In the specific case of cube there is no force difference being produced that would crush the walls.

Consider any macroscopic object consisting of parallel inner and outer walls exposed to the same pressure--there is an internal stress produced on the material of the wall from being compressed on both sides. This is countered by the normal force produced by the uncompressing atomic/molecular structure of the material. In case the walls are infinitisimlly thick the inner and outer forces simply cancel.

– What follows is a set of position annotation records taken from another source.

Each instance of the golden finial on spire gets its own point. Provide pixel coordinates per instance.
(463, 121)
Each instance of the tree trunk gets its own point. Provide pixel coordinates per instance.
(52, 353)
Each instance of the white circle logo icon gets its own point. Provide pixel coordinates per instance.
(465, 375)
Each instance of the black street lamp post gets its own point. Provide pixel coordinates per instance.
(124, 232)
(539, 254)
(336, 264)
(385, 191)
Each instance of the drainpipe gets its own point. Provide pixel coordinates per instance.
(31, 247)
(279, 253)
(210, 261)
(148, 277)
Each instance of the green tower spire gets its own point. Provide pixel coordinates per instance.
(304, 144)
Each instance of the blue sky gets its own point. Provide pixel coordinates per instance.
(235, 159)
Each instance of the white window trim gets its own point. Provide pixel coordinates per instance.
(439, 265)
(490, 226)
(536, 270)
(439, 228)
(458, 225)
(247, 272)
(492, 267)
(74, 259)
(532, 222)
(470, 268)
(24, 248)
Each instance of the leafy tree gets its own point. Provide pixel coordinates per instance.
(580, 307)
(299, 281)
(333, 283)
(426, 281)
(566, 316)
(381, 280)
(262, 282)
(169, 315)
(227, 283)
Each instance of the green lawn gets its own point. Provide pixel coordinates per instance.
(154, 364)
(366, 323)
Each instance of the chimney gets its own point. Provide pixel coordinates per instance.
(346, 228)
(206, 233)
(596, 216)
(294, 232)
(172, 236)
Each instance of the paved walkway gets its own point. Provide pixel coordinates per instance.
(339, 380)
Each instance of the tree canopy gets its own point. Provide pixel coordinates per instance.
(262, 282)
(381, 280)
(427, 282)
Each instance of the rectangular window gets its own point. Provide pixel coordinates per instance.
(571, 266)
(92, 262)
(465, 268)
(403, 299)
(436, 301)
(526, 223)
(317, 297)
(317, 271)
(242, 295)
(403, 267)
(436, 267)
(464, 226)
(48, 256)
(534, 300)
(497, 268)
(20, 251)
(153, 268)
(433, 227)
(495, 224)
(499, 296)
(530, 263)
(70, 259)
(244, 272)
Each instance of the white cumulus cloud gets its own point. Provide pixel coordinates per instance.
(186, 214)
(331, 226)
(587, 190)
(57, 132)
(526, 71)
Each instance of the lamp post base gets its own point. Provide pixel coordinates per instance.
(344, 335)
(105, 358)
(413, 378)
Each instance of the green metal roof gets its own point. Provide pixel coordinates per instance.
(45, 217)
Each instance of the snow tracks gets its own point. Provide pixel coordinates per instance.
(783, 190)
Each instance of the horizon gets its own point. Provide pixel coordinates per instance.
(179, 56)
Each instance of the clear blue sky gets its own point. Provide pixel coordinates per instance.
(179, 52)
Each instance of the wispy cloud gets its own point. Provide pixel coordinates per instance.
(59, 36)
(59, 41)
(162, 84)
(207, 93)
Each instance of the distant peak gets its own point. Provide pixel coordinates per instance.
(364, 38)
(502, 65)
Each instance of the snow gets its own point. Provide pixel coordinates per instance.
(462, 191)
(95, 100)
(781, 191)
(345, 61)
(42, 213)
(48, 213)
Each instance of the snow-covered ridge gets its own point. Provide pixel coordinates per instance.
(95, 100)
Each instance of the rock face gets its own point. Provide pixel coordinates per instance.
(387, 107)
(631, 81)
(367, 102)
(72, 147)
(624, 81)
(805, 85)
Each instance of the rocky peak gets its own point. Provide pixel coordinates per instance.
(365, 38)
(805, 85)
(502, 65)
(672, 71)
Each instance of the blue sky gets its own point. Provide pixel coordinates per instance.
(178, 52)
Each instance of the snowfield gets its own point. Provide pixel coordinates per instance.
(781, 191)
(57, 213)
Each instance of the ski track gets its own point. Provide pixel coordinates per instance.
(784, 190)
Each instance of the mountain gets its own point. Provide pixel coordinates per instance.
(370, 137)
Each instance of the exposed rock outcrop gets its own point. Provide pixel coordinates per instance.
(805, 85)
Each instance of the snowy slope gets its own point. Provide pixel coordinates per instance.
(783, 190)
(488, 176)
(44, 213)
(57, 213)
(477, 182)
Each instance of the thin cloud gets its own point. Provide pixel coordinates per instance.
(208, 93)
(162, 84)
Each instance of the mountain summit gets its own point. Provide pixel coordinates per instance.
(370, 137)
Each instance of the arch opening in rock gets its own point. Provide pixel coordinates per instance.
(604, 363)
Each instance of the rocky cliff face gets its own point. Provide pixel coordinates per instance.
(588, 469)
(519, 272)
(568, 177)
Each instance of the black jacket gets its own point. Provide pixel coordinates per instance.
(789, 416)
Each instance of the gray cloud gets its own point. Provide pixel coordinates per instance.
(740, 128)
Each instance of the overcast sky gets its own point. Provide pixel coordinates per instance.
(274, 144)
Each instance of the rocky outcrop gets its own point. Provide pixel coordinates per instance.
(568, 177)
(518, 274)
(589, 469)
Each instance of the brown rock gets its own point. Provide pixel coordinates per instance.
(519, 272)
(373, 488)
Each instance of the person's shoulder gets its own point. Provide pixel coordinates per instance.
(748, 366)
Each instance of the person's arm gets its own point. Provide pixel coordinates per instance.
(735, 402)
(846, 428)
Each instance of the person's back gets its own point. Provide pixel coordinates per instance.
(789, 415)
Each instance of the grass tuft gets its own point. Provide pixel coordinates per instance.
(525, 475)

However the reason there is no net force difference in the case of cube is because the vector force calculated from the pressure has to be done locally i.e. the normal component of force at a differential area can be calculated from the pressure acting at that area--for the case of the cube this is exactly the same as the force acting on the entire area of that face which is same on either side. As to the different face inner and outer areas--the difference in area is not producing force on the inner wall--its producing a force all the way onto the opposite exterior wall (see @BowlOfRed's excellent diagrams) Hence there is in fact no net force acting on the wall.

This is not true in general if the wall has parallel surfaces with curvature--like sphere. In this case the inner and outer differential area elements are not same so even though the walls are exposed to the same pressure, the force produced isn't the same on the two sides. This leads to a stress gradient in the wall. The stress gradient then balances the net force difference.